Note, however, the reduction in dependency checking hardware complexity achieved by the EPIC model increases decode latency. This cost is mitigated by caching the results of the expansion process in the expanded instruction cache. The increased latency is incurred only during a cache miss so it contributes only slightly to the overall execution.

The remainder of this paper is organized as follows. Section 2 discusses the issues addressed by the EPIC architecture. Section 3 presents and discusses the performance of a simulated EPIC machine and compares it to a conventional superscalar machine. Finally, section 4 offers concluding remarks and future directions.

# 2 Expansion Caches and Superscalar Instruction Issuing

Traditional instruction caches improve performance by reducing average memory latency. They function by providing rapid access to exact copies of some of the instructions found in main memory. This work investigates additional opportunities presented by an instruction cache when the information stored in the cache is not an exact copy of the main memory data. Ordinarily the cached representation is larger than the main memory representation, consequently the term *expansion caches* is used to describe this general caching technique.

Superscalar architectures presents increased demands on the instruction cache and instruction decoding procedures that can lead to very complex hardware. This work studies expansion caches to improve the performance of the fetch mechanism and reduce the complexity and quantity of hardware required to implement a superscalar machine.

## 2.1 Cache Aligning

Instruction fetch efficiency is improved if the instructions supplied by the instruction cache are aligned to the slots of the decoder. This aligning results in fewer wasted decoder slots. Assuming the decoder width is the same as the cache line width and the program counter starts at a random offset within a line then on average one half of the decode slots are wasted if alignment is not used.

The expanded instruction cache furnishes the desired alignment by employing extra bits in the cache line tags and duplicating instructions within the cache. The extra tag bits allow the expander to align any instruction to the first decoder slot. The following instructions are packed into following slots within the line, thereby achieving the desired alignment.

For example, an 8 instruction wide direct mapped cache requires adding  $\log_2 8$  (=3) additional bits in the tag field of each cache line. Assume there are  $2^n$  cache lines so n bits are needed to index the cache data array, and assume the least significant bit of the PC is numbered 0. The cache data array would be indexed by PC bits n - 1 to 0. The instruction addressed by the PC is aligned to the first decoder slot and the following 7 instructions are aligned to the following 7 decoder slots.

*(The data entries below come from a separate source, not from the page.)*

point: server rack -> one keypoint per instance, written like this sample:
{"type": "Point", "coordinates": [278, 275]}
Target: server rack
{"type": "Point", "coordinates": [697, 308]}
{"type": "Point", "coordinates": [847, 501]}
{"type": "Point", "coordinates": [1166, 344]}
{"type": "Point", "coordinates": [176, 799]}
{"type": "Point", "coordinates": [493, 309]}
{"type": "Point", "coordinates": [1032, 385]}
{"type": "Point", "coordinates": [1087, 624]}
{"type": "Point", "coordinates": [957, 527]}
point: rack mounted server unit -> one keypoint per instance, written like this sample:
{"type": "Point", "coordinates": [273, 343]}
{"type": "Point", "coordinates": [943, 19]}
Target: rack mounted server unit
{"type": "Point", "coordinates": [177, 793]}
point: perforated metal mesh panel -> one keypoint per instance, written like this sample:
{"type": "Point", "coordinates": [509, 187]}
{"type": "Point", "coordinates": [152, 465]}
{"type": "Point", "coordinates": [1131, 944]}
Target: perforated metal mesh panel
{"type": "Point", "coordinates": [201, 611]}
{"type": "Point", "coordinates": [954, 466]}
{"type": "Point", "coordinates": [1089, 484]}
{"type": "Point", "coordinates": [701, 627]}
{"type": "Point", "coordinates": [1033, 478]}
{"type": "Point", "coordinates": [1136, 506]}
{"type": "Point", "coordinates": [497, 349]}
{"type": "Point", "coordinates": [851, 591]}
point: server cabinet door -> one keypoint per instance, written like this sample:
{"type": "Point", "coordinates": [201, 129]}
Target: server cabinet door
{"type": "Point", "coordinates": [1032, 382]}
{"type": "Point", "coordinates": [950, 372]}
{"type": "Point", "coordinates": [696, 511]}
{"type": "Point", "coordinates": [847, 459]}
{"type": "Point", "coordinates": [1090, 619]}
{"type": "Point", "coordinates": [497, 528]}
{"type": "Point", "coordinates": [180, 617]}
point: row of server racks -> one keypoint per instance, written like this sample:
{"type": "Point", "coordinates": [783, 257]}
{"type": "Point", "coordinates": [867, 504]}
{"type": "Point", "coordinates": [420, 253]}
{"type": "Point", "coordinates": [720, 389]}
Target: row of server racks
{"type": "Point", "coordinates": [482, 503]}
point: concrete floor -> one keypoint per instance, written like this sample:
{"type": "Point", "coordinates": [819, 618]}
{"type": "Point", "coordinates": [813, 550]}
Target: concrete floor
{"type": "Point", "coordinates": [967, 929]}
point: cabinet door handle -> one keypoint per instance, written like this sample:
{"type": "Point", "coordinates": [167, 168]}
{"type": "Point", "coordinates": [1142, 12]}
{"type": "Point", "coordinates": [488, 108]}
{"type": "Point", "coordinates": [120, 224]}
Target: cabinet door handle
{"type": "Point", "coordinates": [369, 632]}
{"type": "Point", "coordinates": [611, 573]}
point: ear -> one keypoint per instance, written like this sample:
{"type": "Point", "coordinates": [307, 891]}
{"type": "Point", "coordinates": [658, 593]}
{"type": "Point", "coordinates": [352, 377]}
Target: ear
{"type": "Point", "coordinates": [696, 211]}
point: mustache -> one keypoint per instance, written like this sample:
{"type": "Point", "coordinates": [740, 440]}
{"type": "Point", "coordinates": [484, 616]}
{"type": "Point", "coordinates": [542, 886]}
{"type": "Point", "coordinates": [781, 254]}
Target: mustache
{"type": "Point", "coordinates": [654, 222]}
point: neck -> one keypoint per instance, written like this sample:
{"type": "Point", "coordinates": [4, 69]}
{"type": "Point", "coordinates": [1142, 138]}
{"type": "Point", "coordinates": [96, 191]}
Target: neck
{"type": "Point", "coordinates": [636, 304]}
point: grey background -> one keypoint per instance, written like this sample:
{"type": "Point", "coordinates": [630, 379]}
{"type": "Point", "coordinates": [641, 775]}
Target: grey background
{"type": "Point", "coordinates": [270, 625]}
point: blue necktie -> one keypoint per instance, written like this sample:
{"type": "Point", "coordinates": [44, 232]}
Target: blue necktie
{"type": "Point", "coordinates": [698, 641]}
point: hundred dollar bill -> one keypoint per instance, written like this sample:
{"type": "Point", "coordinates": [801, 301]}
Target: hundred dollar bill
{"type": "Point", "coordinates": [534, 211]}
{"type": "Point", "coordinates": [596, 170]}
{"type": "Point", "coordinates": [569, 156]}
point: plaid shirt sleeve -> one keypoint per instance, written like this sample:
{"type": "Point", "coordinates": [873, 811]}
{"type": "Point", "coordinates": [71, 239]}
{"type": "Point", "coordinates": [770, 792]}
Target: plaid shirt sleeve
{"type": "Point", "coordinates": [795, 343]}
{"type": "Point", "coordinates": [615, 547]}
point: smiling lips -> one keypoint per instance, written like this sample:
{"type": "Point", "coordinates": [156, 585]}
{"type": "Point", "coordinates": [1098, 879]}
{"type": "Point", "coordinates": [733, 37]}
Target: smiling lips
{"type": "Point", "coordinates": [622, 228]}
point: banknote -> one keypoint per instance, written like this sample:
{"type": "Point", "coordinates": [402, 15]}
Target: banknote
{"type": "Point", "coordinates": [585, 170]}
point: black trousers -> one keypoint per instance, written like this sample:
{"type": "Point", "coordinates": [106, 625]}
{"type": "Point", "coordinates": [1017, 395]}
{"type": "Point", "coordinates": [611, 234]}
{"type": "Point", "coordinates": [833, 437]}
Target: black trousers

A conventional direct mapped cache uses PC bits n + 2 to 3 to index the data array, while bits 2 to 0 are used control the shifter that delivers the requisite instructions to the decode slots.

## 2.2 Branch Prediction

Accurate high speed branch prediction is an important component of high performance machines. Typical workstation code contains about one branch in every 5 or 6 instructions. With branches being this frequent it is imperative that superscalar machines predict the outcomes of branches during instruction fetch, without waiting for the execution units to generate the correct target address.

In the EPIC model each cache line is extended to include an additional field called the *successor address* field. This successor address field provides information for instruction sequencing and branch prediction. This field directly specifies the next cache line to fetch. Fetching the next group of instructions is initiated as soon as the current group is latched into the expanded instruction register.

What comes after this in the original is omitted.